Flywheel settled out of court in February, 2020, admitted to using elements of Peloton’s patented technology and promised to cease infringement. According to Bicycling, Flywheel also informed its customers they will no longer be offering in-home classes and customers would be eligible to trade in their Flywheel bike for a refurbished Peloton bike. Customers would still need to pay the Peloton subscription fee for access to classes.
Peloton innovated in the market and then they patented those innovations, which give them certain rights, including the right to exclude others from manufacturing, distributing, or selling an invention. This means that companies who hold patents on valuable technology can prevent competitors from profiting from that technology.
Peloton relies on their patents to protect the value of their product.
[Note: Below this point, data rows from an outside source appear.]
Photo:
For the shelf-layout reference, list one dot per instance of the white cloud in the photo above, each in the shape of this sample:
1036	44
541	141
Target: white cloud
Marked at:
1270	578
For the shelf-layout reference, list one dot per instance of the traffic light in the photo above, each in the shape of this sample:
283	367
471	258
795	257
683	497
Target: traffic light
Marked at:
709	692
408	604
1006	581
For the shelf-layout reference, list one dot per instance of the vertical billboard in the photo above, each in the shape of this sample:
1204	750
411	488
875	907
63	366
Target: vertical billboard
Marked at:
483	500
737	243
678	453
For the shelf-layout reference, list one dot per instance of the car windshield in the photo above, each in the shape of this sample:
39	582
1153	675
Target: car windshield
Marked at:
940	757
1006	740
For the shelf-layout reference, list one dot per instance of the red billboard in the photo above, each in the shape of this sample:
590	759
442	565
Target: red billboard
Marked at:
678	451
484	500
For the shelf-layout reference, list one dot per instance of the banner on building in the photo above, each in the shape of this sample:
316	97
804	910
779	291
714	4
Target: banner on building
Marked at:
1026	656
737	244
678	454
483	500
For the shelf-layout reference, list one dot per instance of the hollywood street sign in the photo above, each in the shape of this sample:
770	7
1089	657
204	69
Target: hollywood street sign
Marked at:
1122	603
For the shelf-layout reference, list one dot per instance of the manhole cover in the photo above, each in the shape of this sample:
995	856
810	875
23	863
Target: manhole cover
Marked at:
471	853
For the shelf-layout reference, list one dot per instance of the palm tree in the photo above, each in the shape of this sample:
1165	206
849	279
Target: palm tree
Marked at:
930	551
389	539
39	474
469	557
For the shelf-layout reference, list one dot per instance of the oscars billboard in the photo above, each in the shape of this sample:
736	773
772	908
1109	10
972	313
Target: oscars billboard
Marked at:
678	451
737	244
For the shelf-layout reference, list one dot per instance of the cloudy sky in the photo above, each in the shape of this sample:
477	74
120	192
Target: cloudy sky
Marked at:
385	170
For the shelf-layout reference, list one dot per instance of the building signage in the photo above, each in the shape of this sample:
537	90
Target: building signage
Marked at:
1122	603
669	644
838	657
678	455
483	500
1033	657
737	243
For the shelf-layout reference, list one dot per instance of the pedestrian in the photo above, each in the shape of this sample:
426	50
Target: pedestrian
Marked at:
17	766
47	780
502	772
Bloomberg reported on statements from Peloton’s IPO document which suggested that challenges to intellectual property and patents could decrease the value of their brand.
While Peloton continues to assert their rights to patented inventions, competitors like Flywheel contend that Peloton simply took the next logical step in the industry. And after Flywheel challenged Peloton’s patents, the Patent Trial and Appeal Board found reason to institute a trial on three of Peloton’s patents.
According to Bloomberg reporting, the questions raised about Peloton’s patents concerned whether Peloton’s claimed inventions were “obvious” in the context of existing innovations, and whether they actually invented something patentable or simply identified a consumer need and then filled it.
Another argument is that the patented inventions themselves are not actually the cause of Peloton’s success in the industry, rather their success can be attributed to effective marketing of their industry innovations.
To prove the validity of their patents, Peloton would have to provide evidence that they added something new to what existed. Peloton ultimately triumphed over Flywheel’s patent challenges.
Limiting fair competition?
Peloton has demonstrated they’re ready to go after competitors whom may infringe on their patents. Flywheel may have settled out of court, but the cases against Echelon and Icon Health & Fitness are still ongoing.